June Jordan was a badass. Even her dad said she had "thuglike tendencies". Reading through her letters at the Radcliffe Institute this past week I noticed that time and time again Jordan wrote angry letters to lazy, racist or badminded publications about their misuse of her work and dared them "just publish this letter, and save us both the trouble." Damn.

And June never pretended that she wasn't a fighter. So while the (wonderful attentive) archivist notes that some people complain that June Jordan was "difficult". I say...June Jordan was a tough loving teacher, insisting that everything she wrote...especially a letter to the editors...was a teaching moment. And a dare. None of the recipients of her angriest letters ever printed her missives about their shortcomings in their pages...because her words were too strong, too true to brave to close. June Jordan teaches us that every letter (now i mean it in the sense of the characters that make up words) must be a threat to the status quo. Maybe this is outcast publication at its best. Jordan's poems and essays themselves literally tell readers to "be afraid" because "i must become a menace to my enemies", but these unpublishable letters do something else...engender an unease, a privatized shame, a twist that says...this is what you own, your cowardice.

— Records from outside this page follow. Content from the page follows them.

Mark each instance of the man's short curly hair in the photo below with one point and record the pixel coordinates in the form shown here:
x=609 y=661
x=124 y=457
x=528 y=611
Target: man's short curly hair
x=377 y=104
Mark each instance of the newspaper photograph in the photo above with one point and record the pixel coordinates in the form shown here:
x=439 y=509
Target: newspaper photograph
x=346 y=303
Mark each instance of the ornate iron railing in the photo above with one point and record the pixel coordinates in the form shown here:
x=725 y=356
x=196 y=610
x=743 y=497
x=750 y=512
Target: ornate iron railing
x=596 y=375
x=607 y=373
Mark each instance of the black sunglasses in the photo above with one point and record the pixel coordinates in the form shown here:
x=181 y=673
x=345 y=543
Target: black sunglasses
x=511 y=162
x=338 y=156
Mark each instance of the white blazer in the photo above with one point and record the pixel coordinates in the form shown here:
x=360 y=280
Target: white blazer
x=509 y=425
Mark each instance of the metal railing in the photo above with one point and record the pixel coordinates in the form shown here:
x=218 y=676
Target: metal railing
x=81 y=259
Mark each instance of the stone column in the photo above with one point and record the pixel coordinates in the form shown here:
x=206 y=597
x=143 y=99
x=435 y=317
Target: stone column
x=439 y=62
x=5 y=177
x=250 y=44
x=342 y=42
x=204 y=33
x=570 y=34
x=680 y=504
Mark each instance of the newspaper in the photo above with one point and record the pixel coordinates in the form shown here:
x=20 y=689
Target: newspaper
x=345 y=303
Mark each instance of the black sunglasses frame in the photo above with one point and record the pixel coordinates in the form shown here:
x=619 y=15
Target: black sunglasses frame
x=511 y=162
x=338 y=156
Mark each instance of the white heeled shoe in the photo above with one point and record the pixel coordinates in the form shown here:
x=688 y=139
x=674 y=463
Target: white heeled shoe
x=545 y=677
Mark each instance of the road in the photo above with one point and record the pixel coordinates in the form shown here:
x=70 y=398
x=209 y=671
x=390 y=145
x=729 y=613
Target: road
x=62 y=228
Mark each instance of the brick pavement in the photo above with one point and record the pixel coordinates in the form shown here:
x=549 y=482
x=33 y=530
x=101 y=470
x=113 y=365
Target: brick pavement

So it makes sense (to me) that Jordan only sent letters like this to white folks and white-run publications. In one hundred letters to Essence not one rips someone a new subscriptions (and we all know that Essence has issues...no pun intended), but somehow (though Jordan rewrote her contracts with them to ensure that she, not the magazine, had control over whether or not her words would be "reproduced"(that's the contract language)...Jordan had a different investment in that black male owned, black woman edited black woman audience geared space. I suspect that her inside knowledge of the tireless work executive editor Cheryll Greene and poetry/contributing editor Alexis DeVeaux did to counter the consumerist, tourist producing beauty sell of the magazine with a broad-based, sincere and radical diasporic consciousness based on the power of black women and words...might have had something to do with it. So in some cases a letter is a love thing, a way to remind yourself who you love...not a threat but a thread to follow towards hope.

So left for me to learn is how do I temper my temper and choose my words (as I embark on six months of letter writing today with the primary act of stealing fancy envelopes today)? Who do I remind not to touch me and who do I embrace despite their glaring contradictions? (Because I am seriously considering forcing every person at my university to fear me so much that they'll never get close enough to assault me and be rewarded for it. Because I am a very very angry black girl when I think about how my school pays rapists more than teachers...) Are either of these things (papercuts and hugs) sustainable? Do they cancel each other out? Remember June Jordan was a small bodied youthful spirit who stayed young died love, suffered illness all her life and finally died of breast cancer. June Jordan is someone who should be here now. And though she is here now (and I don't resent the work it takes to conjure her) I'm heavier for mourning her loss. Where does all the badass energy go? Does it build up fences,draw sharp lines in sand? Does it fortify a safe space for us to stand? Does it remind those who slight us what they already know...that we are smarter than them and they're scared? Or is it an act of justifed theft, energy and righteousness stolen back to be shuttled into our own growing dreams. June Jordan was part of a group called the Sisterhood (along with Alice Walker, Toni Morrison, Ntozake Shange etc. etc.) that dreamed about making something called Kizzy Enterprises...Ntozake Shange was going to put it in her house, and they were going to publish autonomously and they were going to be funded completely by committed black allies and they were going to republish lost black classics and they were going to write for and as the oppressed black masses and they were going to meet up with the Flamboyant Ladies theatre group and end nuclear war over brunch in Alexis DeVeaux's sunroom and they were going to.... save us all.